Elasticsearch reindex/index-creation retries for improved upgrade resilience.
Kubernetes optional scale-down during system-update for blocking upgrades like reindexing. Disabled by default.
SDK: emit_mcps() now returns List[TraceData] instead of int. Trace IDs exposed for SYNC_PRIMARY and ASYNC modes.
Reproducible ingestion Docker builds via pinned transitive dependencies (uv.lock, constraints.txt).
Python deps migrating from setup.py to pyproject.toml (PEP 621); setup.py still the editing source for now.

PowerBI M-Query lineage rewritten using Microsoft's official parser. native_query_parsing: false behavior changed.
SQL view query IDs now use SHA-256 hashes — old query entities become orphaned. Use stateful ingestion to clean up.
Oracle multitenant URNs now use PDB name instead of CDB name when connecting via service_name.
Fabric OneLake workspace containers moved to fabric platform (from fabric-onelake).
Vertex AI pipeline URNs restructured for stable DataFlow entities; ML Metadata extraction enabled by default (requires additional GCP permissions).
DataHub source now uses URN pattern filtering to exclude secrets, ingestion sources, and execution requests by default.
Kafka Connect Debezium SQL Server platform changed from sqlserver to mssql.

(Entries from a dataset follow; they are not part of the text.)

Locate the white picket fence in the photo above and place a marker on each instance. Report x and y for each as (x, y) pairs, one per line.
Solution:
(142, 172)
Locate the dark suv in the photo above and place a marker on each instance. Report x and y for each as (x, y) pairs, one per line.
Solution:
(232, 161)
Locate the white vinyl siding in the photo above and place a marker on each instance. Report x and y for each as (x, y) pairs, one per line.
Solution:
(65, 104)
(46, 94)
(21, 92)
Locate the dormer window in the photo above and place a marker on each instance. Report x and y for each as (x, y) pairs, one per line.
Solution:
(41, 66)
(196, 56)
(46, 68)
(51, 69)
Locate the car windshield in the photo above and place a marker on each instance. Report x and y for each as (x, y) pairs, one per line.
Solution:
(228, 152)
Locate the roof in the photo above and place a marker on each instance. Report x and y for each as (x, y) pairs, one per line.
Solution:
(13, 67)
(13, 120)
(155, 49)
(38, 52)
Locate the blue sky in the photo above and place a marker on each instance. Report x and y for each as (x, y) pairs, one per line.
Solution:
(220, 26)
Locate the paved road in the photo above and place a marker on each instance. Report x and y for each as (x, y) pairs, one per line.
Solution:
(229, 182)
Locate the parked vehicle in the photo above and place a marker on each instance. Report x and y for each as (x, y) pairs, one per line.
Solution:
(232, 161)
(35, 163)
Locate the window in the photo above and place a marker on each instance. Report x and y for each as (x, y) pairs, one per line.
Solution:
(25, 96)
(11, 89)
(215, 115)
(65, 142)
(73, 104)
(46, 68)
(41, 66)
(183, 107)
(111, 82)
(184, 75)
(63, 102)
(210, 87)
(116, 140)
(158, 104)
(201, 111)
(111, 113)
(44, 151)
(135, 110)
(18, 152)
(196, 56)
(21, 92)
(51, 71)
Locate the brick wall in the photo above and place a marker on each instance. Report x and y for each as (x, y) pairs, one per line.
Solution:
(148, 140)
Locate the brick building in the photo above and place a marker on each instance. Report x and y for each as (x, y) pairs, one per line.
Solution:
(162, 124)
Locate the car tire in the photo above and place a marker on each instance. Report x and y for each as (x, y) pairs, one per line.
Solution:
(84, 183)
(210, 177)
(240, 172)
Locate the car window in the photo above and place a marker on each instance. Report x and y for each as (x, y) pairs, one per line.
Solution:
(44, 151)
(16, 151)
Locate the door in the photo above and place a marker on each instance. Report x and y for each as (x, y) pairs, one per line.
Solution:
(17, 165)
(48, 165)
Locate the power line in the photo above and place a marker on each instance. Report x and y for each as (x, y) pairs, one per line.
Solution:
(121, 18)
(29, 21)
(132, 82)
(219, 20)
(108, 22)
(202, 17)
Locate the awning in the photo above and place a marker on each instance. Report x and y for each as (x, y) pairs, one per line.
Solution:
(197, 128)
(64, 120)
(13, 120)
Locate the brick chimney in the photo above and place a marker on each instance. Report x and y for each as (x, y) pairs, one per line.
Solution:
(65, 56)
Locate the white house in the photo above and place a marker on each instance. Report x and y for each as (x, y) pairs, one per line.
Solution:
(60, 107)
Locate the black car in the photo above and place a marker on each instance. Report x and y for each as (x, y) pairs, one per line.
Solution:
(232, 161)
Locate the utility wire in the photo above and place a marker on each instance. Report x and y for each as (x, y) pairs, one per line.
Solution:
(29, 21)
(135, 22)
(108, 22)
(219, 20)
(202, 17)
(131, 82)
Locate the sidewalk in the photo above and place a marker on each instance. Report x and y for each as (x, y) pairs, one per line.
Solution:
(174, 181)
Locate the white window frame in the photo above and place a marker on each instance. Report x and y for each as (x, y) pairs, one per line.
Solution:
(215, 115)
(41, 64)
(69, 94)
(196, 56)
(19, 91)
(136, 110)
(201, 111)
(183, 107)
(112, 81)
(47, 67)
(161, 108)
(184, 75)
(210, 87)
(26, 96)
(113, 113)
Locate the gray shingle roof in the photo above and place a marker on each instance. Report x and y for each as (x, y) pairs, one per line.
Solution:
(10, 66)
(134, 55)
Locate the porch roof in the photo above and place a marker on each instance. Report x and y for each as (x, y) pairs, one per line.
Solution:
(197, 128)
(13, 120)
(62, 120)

dbt: Semantic model and exposures ingestion; convert_urns_to_lowercase option for case-insensitive platforms.
Snowflake: Metadata pattern pushdown, table type filtering, external DMF assertion ingestion.
Power BI: Column-level lineage enabled by default.
Kafka Connect: Debezium and Confluent JDBC sink connector support; bundled JVM removes system Java requirement.
SQL parsing: Major CTE/subquery join resolution performance improvements across all SQL-based connectors.
Mode: Concurrent API fetching, response caching, SQL parsing optimizations.
Trino: Column-level lineage on upstream datasets.
Iceberg: Ingestion-time domain assignment.
Azure Data Factory: Column lineage for Copy activity.
Airflow plugin: Multi-statement SQL parsing for lineage.
Sigma: Workbook filtering.
BigQuery: convert_column_urns_to_lowercase option.
Kafka source: Option to disable Avro schema name validation.
Great Expectations & SQLAlchemy profilers brought to feature parity.
Browse paths: DataFlow/DataJob entities get browsePathsV2 with platform instance when configured.
Vertex AI: Cross-platform lineage, hierarchical UI folders, stateful ingestion for large projects.
Oracle: Fixed container naming with service_name.
Configurable report sample sizes and richer failure logging.

Vertex AI: region → regions, project_id → project_ids. Old fields still work.
Vertex AI: normalize_external_dataset_paths will default to true in the next major version.

Full Changelog: v1.4.0.3...v1.5.0